Estimation of the conditional distribution of $T_{i}$ under
different values $\acute{\gamma}_i$ of the parameter of interest
is conveniently achieved by re-weighting the sample frequencies under
$\gamma _{i}=0$ as
\begin{equation*}
\hat{f}\left( T_{i}=t\;|\; \mathbf{S=s,T}_{-i}=\mathbf{t}_{-i},\; %
\gamma _{i}=\acute{\gamma}_{i}\right) = \frac{\hat{f}\left(
T_{i}=t\;|\; \mathbf{S=s,T}_{-i}=\mathbf{t}_{-i},\; \gamma
_{i}=0\right) \exp \left\{ \acute{\gamma}_i \, t\right\} }
{\sum\limits_{u} \hat{f}\left( T_{i}=u\; | \; \mathbf{S=s},\;
\mathbf{T}_{-i}=\mathbf{t}_{-i},\; \gamma _{i}=0\right) \exp
\left\{ \acute{\gamma}_i \, u \right\} }\text{.}
\end{equation*}%
Sometimes maximization of the conditional likelihood is not
possible,
because the observed value, $t_{i}$, of the sufficient statistic for $%
\gamma _{i}$ lies at one extreme of its range. In this case the
median unbiased point estimate (MUE) is reported
\citep{Mehta:1995}.

We obtain a level-$\alpha $ confidence interval, $\left( \gamma
_{-},\gamma _{+}\right) $
for $\gamma _{i}$, by inverting two one-sided likelihood ratio tests for $%
\gamma _{i}$. More precisely, following \citet{Mehta:1995}, we define
\[
F_{1}\left( t_{i}|\gamma _{i}\right) =\sum_{v\geq
t_{i}}f_{T_{i}}\left( v|\gamma _{i}\right)
\]%
and
\[
F_{2}\left( t_{i}|\gamma _{i}\right) =\sum_{v\leq
t_{i}}f_{T_{i}}\left( v|\gamma _{i}\right),
\]
where $f_{T_{i}}\left( v|\gamma _{i}\right)$ is given by
(\ref{marginal conditional density}) with the conditioning
arguments omitted for brevity in the current notation.
Let $t_{min}$ and $t_{max}$ be the smallest
and largest possible values of $t_{i} $ in the distribution
(\ref{marginal conditional density}). The lower confidence bound
$\gamma _{-}$, is such that
\begin{eqnarray*}
F_{1}\left( t_{i}|\gamma_{-}\right)  &=&\alpha /2\text{ \ \ \ if \ \ }%
t_{min}<t_{i}\leq t_{max} \\
\gamma_{-} &=&-\infty \text{ \ \ \thinspace if \ \ }t_{i}=t_{min}.
\end{eqnarray*}%
Similarly,%
\begin{eqnarray*}
F_{2}\left( t_{i}|\gamma_{+}\right)  &=&\alpha /2\text{ \ \ \ if \ \ }%
t_{min}\leq t_{i}<t_{max} \\
\gamma_{+} &=&\infty \text{ \ \ \ \ \ if \ \ }t_{i}=t_{max}.
\end{eqnarray*}

\section[Using elrm and its features]{Using \pkg{elrm} and its features} \label{ueaif}

Our contributed \proglang{R}\ package, \pkg{elrm}, is available
for download from the Comprehensive \proglang{R} Archive Network (CRAN)
website at \url{http://CRAN.R-project.org/}.

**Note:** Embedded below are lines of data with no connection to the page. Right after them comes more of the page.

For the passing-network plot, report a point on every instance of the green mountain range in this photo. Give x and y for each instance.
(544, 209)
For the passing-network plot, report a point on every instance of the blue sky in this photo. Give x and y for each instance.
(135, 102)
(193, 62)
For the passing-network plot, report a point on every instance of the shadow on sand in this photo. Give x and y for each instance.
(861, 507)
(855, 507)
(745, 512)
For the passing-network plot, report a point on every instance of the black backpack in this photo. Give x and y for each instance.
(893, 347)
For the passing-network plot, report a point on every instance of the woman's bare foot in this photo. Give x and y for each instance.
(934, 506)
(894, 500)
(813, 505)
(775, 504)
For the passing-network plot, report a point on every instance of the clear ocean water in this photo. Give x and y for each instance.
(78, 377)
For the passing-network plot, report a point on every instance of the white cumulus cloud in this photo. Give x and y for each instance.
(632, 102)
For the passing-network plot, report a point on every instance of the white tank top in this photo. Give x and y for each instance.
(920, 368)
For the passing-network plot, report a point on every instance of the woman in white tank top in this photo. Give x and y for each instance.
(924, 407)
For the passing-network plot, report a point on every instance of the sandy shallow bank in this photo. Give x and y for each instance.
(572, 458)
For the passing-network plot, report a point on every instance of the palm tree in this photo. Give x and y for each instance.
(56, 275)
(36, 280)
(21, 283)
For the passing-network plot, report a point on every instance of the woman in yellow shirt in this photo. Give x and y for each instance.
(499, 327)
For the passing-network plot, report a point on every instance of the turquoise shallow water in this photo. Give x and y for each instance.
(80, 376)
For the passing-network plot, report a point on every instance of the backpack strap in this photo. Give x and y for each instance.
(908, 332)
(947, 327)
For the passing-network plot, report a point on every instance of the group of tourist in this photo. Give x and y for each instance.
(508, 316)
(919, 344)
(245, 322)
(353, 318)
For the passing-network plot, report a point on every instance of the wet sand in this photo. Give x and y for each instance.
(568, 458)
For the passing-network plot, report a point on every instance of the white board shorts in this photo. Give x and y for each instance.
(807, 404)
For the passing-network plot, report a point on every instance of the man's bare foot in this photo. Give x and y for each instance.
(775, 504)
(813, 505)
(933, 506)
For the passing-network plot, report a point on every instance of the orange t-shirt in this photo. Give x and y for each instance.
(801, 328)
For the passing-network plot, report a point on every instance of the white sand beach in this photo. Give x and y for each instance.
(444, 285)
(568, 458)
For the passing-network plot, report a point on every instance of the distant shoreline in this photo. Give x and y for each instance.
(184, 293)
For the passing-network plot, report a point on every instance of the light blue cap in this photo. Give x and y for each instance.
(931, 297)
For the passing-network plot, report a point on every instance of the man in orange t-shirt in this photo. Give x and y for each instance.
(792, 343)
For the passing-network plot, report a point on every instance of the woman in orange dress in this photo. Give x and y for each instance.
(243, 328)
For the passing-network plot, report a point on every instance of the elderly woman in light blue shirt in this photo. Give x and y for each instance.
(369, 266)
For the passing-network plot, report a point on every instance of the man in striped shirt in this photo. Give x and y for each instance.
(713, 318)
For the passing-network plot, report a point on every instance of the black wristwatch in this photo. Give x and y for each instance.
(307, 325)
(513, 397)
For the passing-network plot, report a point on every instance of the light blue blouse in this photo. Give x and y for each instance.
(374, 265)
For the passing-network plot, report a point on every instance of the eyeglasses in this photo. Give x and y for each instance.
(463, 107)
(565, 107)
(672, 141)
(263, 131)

The main function of the \pkg{elrm} package is \code{elrm()},
which returns an object of class ``\code{elrm}" for which
\code{summary}, \code{plot} and \code{update} methods are
available. A call to \code{elrm()} will both generate the Markov
chain of sampled sufficient statistics for the parameters of
interest in the logistic regression model (conditional on the
observed values of the sufficient statistics for the nuisance
parameters) and conduct inference. The generated chain, saved as
an ``\code{mcmc}" object from the \pkg{coda} package \citep{coda},
is stored along with inference results in the ``\code{elrm}" object that is
returned. The user specifies the logistic regression model and
regression parameters of interest by passing:

\begin{enumerate}

\item \code{formula}: a symbolic description in
\proglang{R} formula format of the logistic regression model
(including nuisance parameters and parameters of interest). One
exception is that the binomial response should be specified as
success/trials, where success gives the number of successes and
trials gives the number of binomial trials for each row of the
dataset.

\item \code{interest}: a symbolic description in
\proglang{R} formula format of the model terms for which exact
conditional inference is of interest.

\item \code{dataset}: a ``\code{data.frame}" object where the data
are stored. The ``\code{data.frame}" object must include a column
specifying the number of successes for each row and a column
specifying the number of binomial trials for each row.

\end{enumerate}
For a list of the four other arguments to \code{elrm()} and their
default values, see the help file.

The \code{summary()} method for \pkg{elrm} formats and prints the
``\code{elrm}" object. The summary includes the matched call,
coefficient estimates and confidence intervals for each model term
of interest, estimated $p$~value for jointly testing that the
parameters of interest are equal to zero, full conditional
$p$~values from separately testing each parameter equal to zero,
length of the Markov chain upon which inference was based, and the
Monte Carlo standard error of each reported $p$~value.

The \code{plot} method can be used as a diagnostic tool to check
whether the Markov chain has converged; it produces both a trace
plot and histogram of the sampled values of the sufficient
statistic for each parameter of interest. Sampled values within
the burn-in period are included in the plot. A separate graphics
page is used to display the plots corresponding to each parameter
of interest. A trace plot displays the sampled value at iteration
$t$ against the iteration number $t$. If the Markov chain has
converged, the trace will vary around the mode of the
distribution. A clear sign of non-convergence is when a trend is
observed in the trace plot. The histogram provides a quick summary
of the range and frequency of the sampled values. Sometimes,
non-convergence may be reflected by severe multimodality
\citep{Gilks:1996}. In this case, it is important to let the
algorithm run longer. The trace plot and histogram are based on a
random sample consisting of \code{p}$\times100\%$ of all the
observations in the Markov chain, where the sampling fraction
$0 <$ \code{p} $\leq 1$ is specified by the user. The default value of
\code{p} is 1. The observations in the random sample remain in the
order in which they were generated by the Markov chain.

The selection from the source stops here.